If you want to type in your own questions on the fly for the LLM for a richer chatbot experience, set `USE_PREDEFINED_QUESTIONS` to False. Otherwise the model will run on these pre-defined questions below

In [8]:
USE_PREDEFINED_QUESTIONS = True

questions = [
    "What does Galileo do?",
    "What are some of the RAG Metrics Galileo provides?",
    "What is LUNA and where is it used?",
    "How does LUNA calculate context adherence?",
    "What is chainpoll?",
]


Here we define the models we want to evaluate, and the system prompt for the LLM

In [9]:
# Evaluate models
models = [
    "gpt-4o-mini",
    "gpt-4o",
    "o1-mini",
]

Now let's run the actual inference and log the information to Galileo!
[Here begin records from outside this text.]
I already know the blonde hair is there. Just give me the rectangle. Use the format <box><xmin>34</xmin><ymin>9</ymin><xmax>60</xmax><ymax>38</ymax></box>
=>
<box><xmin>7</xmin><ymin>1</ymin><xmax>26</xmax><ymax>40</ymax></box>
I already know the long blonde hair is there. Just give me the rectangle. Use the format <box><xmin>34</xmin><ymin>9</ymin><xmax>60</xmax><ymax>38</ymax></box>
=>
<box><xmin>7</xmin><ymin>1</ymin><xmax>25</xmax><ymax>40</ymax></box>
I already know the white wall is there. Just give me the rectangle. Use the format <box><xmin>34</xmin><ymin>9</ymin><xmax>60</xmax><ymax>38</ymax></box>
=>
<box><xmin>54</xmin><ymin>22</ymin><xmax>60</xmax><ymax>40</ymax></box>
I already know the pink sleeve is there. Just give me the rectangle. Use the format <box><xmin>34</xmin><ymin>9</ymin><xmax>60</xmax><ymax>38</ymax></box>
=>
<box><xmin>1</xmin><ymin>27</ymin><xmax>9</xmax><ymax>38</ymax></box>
If you want to run the LLM chat longer, set the `max_rounds` variable accordingly

In [None]:
max_rounds = 5

for model_name in models[1:]:
    rounds = 0
    evaluate_run = EvaluateRun(
        run_name=model_name, project_name=PROJECT_NAME, scorers=metrics
    )
    history = [{"role": "system", "content": "You are a helpful assistant."}]
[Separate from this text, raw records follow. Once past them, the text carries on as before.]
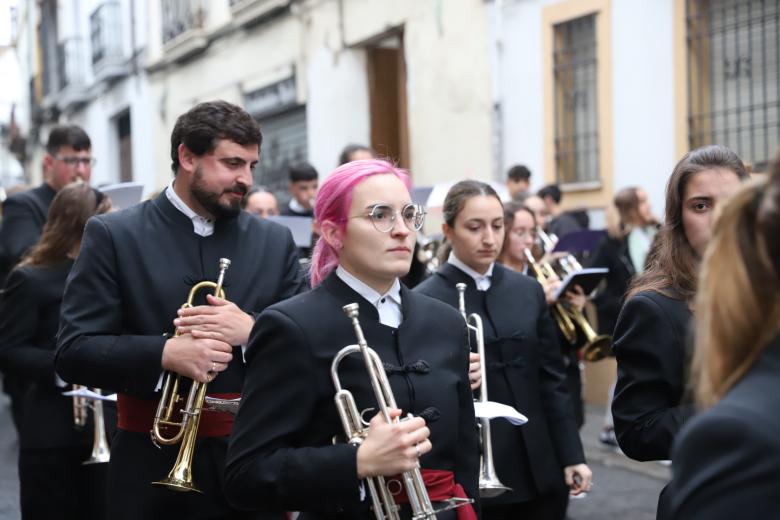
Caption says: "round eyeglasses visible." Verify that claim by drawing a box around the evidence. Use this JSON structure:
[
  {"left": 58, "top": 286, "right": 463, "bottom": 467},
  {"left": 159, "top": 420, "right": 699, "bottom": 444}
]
[
  {"left": 54, "top": 155, "right": 97, "bottom": 168},
  {"left": 349, "top": 204, "right": 425, "bottom": 233}
]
    while rounds < max_rounds:
        question = questions[rounds] if USE_PREDEFINED_QUESTIONS else input("You: ")
        if question.lower() == "exit":
            break
        # Retrieve relevant documents from the vector store
        relevant_docs = vectorstore.similarity_search(question, k=3)
        context_list = [doc.page_content for doc in relevant_docs]
        context = " ".join(context_list)
        prompt = f"""Context: {context}

        Question: {question}

        Answer: """

        # Create your workflow to log to Galileo.
        wf = evaluate_run.add_workflow(
            input={"question": question, "model_name": model_name},
            name=model_name,
            metadata={"env": "demo"},
        )
        wf.add_retriever(
            input=question,
            documents=context_list,
            metadata={"env": "demo"},
            name=f"{model_name}_RAG",
        )

        # Generate the response with the updated history
        model_response, input_tokens, output_tokens, total_tokens = generate_response(
            prompt, history, model_name
        )

        # Add the current question to the history
        history.append({"role": "user", "content": question})
        # Update history with the new interaction
        history.append({"role": "assistant", "content": model_response})
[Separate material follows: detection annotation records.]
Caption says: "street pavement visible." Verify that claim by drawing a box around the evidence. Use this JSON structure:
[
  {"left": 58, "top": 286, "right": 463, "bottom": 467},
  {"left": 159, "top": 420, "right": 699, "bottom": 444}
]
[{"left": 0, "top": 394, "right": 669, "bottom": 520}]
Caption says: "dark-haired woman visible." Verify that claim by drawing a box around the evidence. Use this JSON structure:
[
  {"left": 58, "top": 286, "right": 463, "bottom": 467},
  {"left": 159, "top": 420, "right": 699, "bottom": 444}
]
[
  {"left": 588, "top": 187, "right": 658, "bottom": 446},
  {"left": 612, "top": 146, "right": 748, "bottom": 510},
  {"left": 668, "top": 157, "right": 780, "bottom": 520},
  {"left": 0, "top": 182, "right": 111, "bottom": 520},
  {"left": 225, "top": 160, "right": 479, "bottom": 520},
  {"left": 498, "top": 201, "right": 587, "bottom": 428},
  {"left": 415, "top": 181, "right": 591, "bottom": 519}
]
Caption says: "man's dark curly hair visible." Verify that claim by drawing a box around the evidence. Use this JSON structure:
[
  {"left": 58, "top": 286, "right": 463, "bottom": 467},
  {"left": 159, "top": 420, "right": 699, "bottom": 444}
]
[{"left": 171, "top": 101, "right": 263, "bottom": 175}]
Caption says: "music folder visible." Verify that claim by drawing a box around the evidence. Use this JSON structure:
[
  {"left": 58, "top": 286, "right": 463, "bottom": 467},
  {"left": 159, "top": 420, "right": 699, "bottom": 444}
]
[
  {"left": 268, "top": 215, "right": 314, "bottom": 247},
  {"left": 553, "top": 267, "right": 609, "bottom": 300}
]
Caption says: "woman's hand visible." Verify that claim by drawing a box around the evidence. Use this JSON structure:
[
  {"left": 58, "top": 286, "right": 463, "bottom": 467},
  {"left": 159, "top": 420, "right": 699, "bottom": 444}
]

        print("You: ", question)
        print(f"Assistant: {model_response}")
        print("*" * 100)

        # Log your llm call step to Galileo.
        wf.add_llm(
            input=prompt,
            output=model_response,
            model=model_name,
            input_tokens=input_tokens,
            output_tokens=output_tokens,
            total_tokens=total_tokens,
            metadata={"env": "demo"},
            name=f"{model_name}_QA",
        )

        # Conclude the workflow.
        wf.conclude(output={"output": model_response})
        rounds += 1
    evaluate_run.finish()

You can have a look at the final results in the console via the link generated from the project

## Conclusion

Throughout this notebook, we have explored the process of creating and evaluation a chatbot for a QA-RAG application using GPT 4o mini via Open AI, Python, and Langchain. We covered essential steps, including setting up the environment, loading and preparing context data, extracting relevant context, answer generation, and logging to Galileo.